Le succès des stratégies de lutte contre la corruption dépend de la présence d’un moyen crédible pour empêcher l’abus des charges publiques.

De surcroît, la poursuite en justice des personnages de haut vol gravement corrompus est «un volet essentiel d’une stratégie de lutte contre la corruption, si l’on veut que les citoyens cyniques soient convaincus que les discours anticorruption ne sont pas de vaines paroles» (Klitgaard, Maclean-Abaroa, and Parris, 1999). Les organes indépendants de lutte contre la corruption peuvent avoir un rôle à jouer à cet égard. Leur travail doit être complété par un programme d’information permanente du public destiné à sensibiliser celui-ci aux effets négatifs de la corruption et par un système qui permette au public de signaler les actes de corruption sans crainte de représailles.

Il est vital, par ailleurs, de libéraliser et de réformer les institutions et les pratiques pour restreindre les possibilités de recherche de rentes et de corruption, et de renforcer les fonctions de vérification publique. Ces réformes renforcent également la mobilisation des recettes intérieures en signalant la capacité et la volonté des pouvoirs publics de rendre compte de la manière dont les recettes sont dépensées.

7.1.3. Briser le cercle de la mauvaise gouvernance

Il existe, au-delà de l’impact négatif sur la croissance, un cercle de mauvaise gouvernance qui s’autoalimente. Les citoyens exigent de moins en moins de leurs gouvernants si leurs demandes restent sans suite, et leurs attentes se réduisent. Il est important de rompre ce cercle dans le cadre de l’expansion de l’aide, même s’il est difficile de quantifier la contribution de cet effort à l’amélioration de la gouvernance.

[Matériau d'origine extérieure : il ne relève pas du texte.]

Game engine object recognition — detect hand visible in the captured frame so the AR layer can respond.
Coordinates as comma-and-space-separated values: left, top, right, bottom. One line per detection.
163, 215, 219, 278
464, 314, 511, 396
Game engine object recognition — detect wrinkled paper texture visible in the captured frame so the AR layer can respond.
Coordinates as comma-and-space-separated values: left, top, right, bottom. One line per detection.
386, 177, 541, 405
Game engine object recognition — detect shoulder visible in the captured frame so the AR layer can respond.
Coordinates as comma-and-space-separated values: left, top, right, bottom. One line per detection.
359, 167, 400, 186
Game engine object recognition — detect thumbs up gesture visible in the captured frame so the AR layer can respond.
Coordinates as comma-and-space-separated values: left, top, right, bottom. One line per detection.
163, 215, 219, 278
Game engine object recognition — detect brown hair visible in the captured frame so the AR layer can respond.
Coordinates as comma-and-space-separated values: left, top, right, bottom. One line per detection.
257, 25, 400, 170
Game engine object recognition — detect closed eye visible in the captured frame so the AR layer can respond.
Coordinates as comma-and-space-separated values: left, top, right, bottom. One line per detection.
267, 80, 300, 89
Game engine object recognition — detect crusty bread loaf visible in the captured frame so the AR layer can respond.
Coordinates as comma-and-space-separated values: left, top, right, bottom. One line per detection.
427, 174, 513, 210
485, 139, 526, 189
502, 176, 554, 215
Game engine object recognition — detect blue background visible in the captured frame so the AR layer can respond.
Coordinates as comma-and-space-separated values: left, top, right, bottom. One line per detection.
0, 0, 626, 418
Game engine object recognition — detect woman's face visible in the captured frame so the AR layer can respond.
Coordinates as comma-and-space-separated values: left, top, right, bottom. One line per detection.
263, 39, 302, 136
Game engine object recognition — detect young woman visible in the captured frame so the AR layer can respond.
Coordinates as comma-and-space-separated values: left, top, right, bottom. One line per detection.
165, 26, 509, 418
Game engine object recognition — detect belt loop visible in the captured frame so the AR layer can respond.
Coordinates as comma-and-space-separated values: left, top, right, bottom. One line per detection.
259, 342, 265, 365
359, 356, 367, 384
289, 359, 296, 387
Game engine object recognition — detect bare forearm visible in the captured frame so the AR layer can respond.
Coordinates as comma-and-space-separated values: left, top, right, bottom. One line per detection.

7.2. Améliorer les systèmes de gestion des dépenses publiques

Des systèmes performants de gestion des dépenses publiques sont essentiels afin que les flux d’aide soient absorbés avec efficacité. Ils donnent aux bailleurs de fonds l’assurance que leurs ressources sont utilisées aux fins prévues tout en réduisant les coûts de transaction liés à la préparation des comptes demandés par les bailleurs de fonds. Ils améliorent aussi la gouvernance en assurant une plus grande efficacité et une meilleure transparence des dépenses publiques (y compris pour les citoyens). Enfin, ils aident les États à mettre en œuvre les scénarios d’expansion de l’aide en orientant les dépenses vers les domaines prioritaires.

La mise en place de systèmes performants de gestion des dépenses publiques n’est qu’un élément d’un effort plus vaste pour consolider les institutions budgétaires.

La plupart des systèmes de gestion des dépenses publiques des pays africains requièrent une profonde modernisation, et les bailleurs de fonds en ont fait une priorité. La Banque mondiale et le FMI ont évalué les systèmes de gestion des dépenses publiques dans les pays pauvres très endettés (PPTE) et ont conclu que ces systèmes nécessitaient une modernisation radicale dans 16 pays africains, une modernisation modérée dans 4 d’entre eux, et peu de modernisation dans deux pays seulement, ce qui tend à indiquer que les scénarios d’expansion de l’aide devront inclure des ressources destinées à renforcer les systèmes de gestion des dépenses publiques.

Outre la Banque mondiale et le FMI, plus de 50 organismes donateurs sont actifs dans cette région, et leur aide pourrait être sollicitée. La mise en place des systèmes de gestion des dépenses publiques performants n’est qu’une partie d’un effort plus vaste pour consolider les institutions budgétaires, que de nombreux bailleurs de fonds appuient actuellement. Les politiques visant à introduire une plus grande transparence, à renforcer les règles qui régissent les procédures budgétaires et l’obligation de rendre compte, et à élaborer des CDMT sont autant d’éléments qui s’inscrivent dans cet effort et peuvent donner aux bailleurs de fonds une assurance supplémentaire que l’aide accrue sera utilisée efficacement (Diamond, 2006). En République du Congo, par exemple, la publication récente des données budgétaires, des rapports vérifiés sur les activités pétrolières et des rapports de vérification externe des recettes publiques, des contrats pétroliers et d’autres données a transmis aux partenaires du développement du pays un puissant signal qui leur indique qu’un changement concerté du régime de gouvernement est en cours (Banque mondiale et FMI, 2005).